Indiana is the 19th U.S. state and is located in the Midwest region of the United States of America. With about 6.3 million residents, it is ranked 15th in population and 17th in population density. It is 38th in land area.
Indiana is a diverse state with five large urban areas and a number of smaller industrial cities. It is known for the Indianapolis 500 American automobile race, held annually over the Memorial Day weekend, and a strong basketball tradition, often called Hoosier Hysteria. Residents of Indiana are called Hoosiers.
The state's name means "Land of the Indians" and Angel Mounds State Historic Site, one of the best preserved prehistoric Native American sites in the United States, can be found in southern Indiana.
The area of Indiana has been settled since before the development of the Hopewell culture (ca. 100–400 CE). It was part of the Mississippian culture from roughly the year 1000 up to 1400. The specific Native American tribes that inhabited this territory at that time were primarily the Miami and the Shawnee.

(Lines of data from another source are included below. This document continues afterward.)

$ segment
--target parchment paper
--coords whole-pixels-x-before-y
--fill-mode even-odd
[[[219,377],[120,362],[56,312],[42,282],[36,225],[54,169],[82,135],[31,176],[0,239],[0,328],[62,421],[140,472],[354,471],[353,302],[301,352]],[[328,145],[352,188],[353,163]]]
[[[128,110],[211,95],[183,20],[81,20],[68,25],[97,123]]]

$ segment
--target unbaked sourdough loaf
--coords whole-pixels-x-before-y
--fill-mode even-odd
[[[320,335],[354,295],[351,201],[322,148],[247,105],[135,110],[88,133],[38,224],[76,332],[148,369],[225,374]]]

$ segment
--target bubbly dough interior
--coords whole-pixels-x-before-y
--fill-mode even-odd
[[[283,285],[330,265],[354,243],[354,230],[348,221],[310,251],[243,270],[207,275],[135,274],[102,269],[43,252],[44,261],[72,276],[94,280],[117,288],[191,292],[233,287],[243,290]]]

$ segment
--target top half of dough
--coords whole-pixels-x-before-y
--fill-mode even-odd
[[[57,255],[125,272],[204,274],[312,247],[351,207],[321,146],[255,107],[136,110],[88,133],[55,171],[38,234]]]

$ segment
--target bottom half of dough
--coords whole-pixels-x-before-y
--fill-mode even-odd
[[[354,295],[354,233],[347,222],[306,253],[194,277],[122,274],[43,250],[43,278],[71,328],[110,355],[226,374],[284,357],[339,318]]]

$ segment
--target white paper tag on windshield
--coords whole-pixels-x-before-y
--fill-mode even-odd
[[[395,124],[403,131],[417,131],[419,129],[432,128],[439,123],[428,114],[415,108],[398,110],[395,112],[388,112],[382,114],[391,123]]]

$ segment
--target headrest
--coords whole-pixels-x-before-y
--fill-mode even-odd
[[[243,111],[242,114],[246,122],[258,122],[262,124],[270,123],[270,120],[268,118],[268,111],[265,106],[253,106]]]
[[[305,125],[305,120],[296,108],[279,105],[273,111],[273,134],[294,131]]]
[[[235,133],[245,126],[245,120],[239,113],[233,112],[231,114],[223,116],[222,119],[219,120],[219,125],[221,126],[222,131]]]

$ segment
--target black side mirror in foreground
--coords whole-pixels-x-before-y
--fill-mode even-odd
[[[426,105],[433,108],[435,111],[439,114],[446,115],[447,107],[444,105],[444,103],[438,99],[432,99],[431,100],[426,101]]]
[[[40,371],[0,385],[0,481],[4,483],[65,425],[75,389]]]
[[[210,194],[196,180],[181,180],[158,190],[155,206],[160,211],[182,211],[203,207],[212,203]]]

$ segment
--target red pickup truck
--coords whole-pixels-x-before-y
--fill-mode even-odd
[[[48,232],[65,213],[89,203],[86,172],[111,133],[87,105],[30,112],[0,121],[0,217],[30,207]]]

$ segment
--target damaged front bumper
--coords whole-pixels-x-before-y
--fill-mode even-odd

The area was claimed for New France in the 17th century, handed over to the Kingdom of Great Britain as part of the settlement at the end of the French and Indian War, given to the United States after the American Revolution, soon after which it became part of the Northwest Territory, then the Indiana Territory, and joined the Union in 1816 as the 19th state.
On June 29, 1816, Indiana adopted a constitution, and on December 11, 1816, became the 19th State to join the Union.
Indiana filled up from the Ohio River north. Emigration, mostly from Kentucky and Ohio, was so rapid that by 1820 the population was 147,176, and by 1830 the sales of public lands for the previous decade reached 3,588,000 acres (5,600 sq mi; 14,500 km²) and the population was 343,031. It had more than doubled since 1820. The first state capital was in the southern Indiana city of Corydon.
Down the Mississippi and its tributaries (the Ohio and Wabash) was to be found the sole outlet for the increasing produce of the Middle West, whose waters drained into the great valley. Districts which were not upon streams navigable by even the lightest draught steamboat were economically handicapped. The small, flat boat was their main reliance. Roads suitable for heavy carriage were few up to the middle of the century. The expense and time attending shipment of merchandise from the east at that time were almost prohibitive. To meet this condition, the building of canals (espoused by the constitution of 1816) was long advocated, in emulation of Ohio which took example after New York State. In 1826, Congress granted a strip two and a half miles wide on each side of the proposed canal. A very extensive and ambitious scale of main and lateral canals and turnpikes was advocated in consequence.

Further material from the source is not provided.